Merging Multiple Seasons of NCAA Div 1 Softball Statistics
Module
Please note that these material have not yet completed the required pedagogical and industry peer-reviews to become a published module on the SCORE Network. However, instructors are still welcome to use these materials if they are so inclined.
Introduction
Data for a particular sport is often stored across numerous locations. For example, in NCAA Division I Softball, batting statistics for each season are typically stored in separate tables. (See for example the statistics hosted by https://d1softball.com/.)
Suppose we are interested in tracking the statistics of players across multiple seasons. A common way to prep the data to do this is to use join statements to merge each seasons data into one table with one row per player (and columns associated with their different statistics for each season).

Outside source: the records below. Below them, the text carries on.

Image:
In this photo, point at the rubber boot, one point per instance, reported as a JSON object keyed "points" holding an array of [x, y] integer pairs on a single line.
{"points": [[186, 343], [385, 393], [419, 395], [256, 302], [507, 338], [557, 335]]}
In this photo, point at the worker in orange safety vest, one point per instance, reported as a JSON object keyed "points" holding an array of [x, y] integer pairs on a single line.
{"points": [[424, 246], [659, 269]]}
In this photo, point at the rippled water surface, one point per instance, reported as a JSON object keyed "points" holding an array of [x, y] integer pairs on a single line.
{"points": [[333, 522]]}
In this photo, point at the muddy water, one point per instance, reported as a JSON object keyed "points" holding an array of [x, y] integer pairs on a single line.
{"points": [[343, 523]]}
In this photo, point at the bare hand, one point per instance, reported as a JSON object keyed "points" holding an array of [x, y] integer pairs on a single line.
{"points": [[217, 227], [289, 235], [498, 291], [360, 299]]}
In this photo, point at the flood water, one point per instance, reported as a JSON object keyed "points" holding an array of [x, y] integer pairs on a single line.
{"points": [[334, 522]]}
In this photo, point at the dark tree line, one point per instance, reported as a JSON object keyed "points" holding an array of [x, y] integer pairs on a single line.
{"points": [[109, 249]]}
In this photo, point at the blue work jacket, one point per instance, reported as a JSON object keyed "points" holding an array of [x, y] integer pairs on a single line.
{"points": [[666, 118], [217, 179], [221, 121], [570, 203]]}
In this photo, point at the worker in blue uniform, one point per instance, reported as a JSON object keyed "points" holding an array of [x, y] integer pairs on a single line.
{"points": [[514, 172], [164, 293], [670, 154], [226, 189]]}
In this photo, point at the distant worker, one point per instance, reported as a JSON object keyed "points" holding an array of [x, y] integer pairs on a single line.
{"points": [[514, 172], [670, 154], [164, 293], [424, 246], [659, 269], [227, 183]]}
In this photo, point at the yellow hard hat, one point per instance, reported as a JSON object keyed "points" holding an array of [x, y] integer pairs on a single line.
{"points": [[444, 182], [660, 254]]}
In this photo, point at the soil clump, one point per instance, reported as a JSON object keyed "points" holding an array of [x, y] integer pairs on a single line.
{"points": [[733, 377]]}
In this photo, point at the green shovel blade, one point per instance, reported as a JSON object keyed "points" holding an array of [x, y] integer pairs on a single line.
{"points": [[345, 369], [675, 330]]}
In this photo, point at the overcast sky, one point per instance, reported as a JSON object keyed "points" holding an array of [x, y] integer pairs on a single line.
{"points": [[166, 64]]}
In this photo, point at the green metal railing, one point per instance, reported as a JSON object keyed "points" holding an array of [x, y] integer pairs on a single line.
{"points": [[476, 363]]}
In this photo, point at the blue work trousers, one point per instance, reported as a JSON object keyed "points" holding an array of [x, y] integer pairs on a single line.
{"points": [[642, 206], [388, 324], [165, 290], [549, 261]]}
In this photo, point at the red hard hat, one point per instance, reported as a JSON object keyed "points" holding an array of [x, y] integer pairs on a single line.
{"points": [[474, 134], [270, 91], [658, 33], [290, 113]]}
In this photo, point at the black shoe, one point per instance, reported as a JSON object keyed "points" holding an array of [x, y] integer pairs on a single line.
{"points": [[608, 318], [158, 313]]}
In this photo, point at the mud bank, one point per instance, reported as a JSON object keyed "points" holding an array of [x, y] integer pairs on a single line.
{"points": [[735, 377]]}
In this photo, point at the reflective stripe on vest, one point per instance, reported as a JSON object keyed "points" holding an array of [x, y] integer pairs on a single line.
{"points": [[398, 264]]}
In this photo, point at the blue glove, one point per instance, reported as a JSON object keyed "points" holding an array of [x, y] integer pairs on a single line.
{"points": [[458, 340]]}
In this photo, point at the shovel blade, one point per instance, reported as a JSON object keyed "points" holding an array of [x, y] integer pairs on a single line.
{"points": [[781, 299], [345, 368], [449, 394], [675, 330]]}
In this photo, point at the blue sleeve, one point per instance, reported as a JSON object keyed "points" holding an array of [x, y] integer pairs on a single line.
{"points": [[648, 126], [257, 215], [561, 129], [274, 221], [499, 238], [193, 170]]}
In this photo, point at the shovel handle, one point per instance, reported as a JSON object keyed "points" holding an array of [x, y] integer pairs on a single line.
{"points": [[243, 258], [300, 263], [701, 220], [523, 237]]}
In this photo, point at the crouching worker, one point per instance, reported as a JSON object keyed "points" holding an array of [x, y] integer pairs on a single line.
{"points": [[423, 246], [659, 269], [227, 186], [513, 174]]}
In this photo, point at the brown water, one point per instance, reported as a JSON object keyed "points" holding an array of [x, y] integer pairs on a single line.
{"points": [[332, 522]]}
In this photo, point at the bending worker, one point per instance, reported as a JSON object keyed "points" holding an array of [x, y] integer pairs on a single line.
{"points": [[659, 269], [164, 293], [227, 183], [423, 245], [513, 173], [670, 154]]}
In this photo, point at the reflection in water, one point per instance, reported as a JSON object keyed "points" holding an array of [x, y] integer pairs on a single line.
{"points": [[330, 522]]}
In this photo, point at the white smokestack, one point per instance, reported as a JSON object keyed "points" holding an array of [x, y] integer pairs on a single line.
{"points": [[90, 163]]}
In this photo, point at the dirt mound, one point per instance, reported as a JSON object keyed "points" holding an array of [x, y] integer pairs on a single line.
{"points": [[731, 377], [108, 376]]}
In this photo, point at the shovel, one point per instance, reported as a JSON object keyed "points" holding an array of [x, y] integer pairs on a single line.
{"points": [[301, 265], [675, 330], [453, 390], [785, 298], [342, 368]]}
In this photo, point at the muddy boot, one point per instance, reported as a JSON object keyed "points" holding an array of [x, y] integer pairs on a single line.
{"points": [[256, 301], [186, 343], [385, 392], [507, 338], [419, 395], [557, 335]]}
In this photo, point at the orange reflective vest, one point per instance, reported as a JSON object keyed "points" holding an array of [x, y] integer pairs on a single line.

This module looks at some simple batting stats over two seasons through the use of joining functions for a small subset of NCAA Division 1 Softball players’ statistics for the 2021 and 2022 seasons. (This is only a small window of a much bigger dataset).
Data
There are four data tables associated with this module.
Two of them, batting2021
and batting2022
, contain statistics for all Division 1 Softball player who played in the 2021 and/or 2022 season.
The other two, batting2021_subset
and batting2022_subset
, represent non-random samples taken the full data. These are displayed below. R is the number of runs scored by the player, H is the number of hits.
Additional details for the full data (batting2021 and batting2022)
The 2021 data set has 2131 rows with 22 columns. The 2022 data set has 2275 rows with the same 22 columns. Each row represents a Division 1 Softball player who played in the 2021 and/or 2022 season.
Variable | Description |
---|---|
Player | Name of the softball player |
Team | Name of the team (school) for each player |
BA | Batting Average - The ratio of a player’s total base hits to their total number of at-bats, indicating their ability to make successful hits. |
OBP | On-Base Percentage - The percentage of times a player reaches base, either through a hit, walk, or hit-by-pitch, out of their total plate appearances. |
SLG | Slugging Percentage - The measure of a player’s power by calculating the total number of bases they accumulate per at-bat. |
OPS | On-Base Plus Slugging - The sum of a player’s on-base percentage and slugging percentage, providing a comprehensive measure of their offensive contribution. |
GP | Games Played - The total number of games in which a player has participated. |
PA | Plate Appearances - The total number of times a player has come up to bat, including at-bats, walks, and hit-by-pitches. |
AB | At-Bats - The number of times a player has officially faced a pitcher and had an opportunity to hit. |
R | Runs Scored - The number of times a player has crossed home plate and scored a run. |
H | Hits - The total number of successful hits made by a player. |
2B | Doubles - The number of hits resulting in the batter reaching second base. |
3B | Triples - The number of hits resulting in the batter reaching third base. |
HR | Home Runs - The number of hits resulting in the batter scoring a run by hitting the ball out of the park. |
RBI | Runs Batted In - The number of runs a player has driven in with a hit or sacrifice. |
HBP | Hit by Pitch - The number of times a player has been struck by a pitched ball and awarded first base. |
BB | Walks - The number of times a player has received a base on balls (four balls) and been awarded first base. |
K | Strikeouts - The number of times a player has been called out after accumulating three strikes. |
SB | Stolen Bases - The number of times a player successfully advances to the next base without a hit, during a pitch while the ball is in play. |
CS | Caught Stealing - The number of times a player is thrown out while attempting to steal a base. |
CSV format data files
- batting2021_subset.csv: Subset of full dataset containing the season total hits and runs for a non-random sample of six players from 2021
- batting2022_subset.csv: Subset of full dataset containing the season total hits and runs for a non-random sample of six players from 2022
- batting2021.csv: Dataset with the 2021 batting statistics for all 2131 Division 1 softball players
- batting2022.csv: Dataset with the 2022 batting statistics for all 2275 Division 1 softball players
Database (SQL) style
- softball_batting.duckdb: DuckDB database containing four table: the full set of players for each season (batting2021 and batting2022) and the two subsets (batting2021_subset and batting2022_subset).
- softball_batting.sqlite: SQLite database containing four table: the full set of players for each season (batting2021 and batting2022) and the two subsets (batting2021_subset and batting2022_subset).
Data Source
Statistics. D1Softball. (2019, October 24). https://d1softball.com/statistics/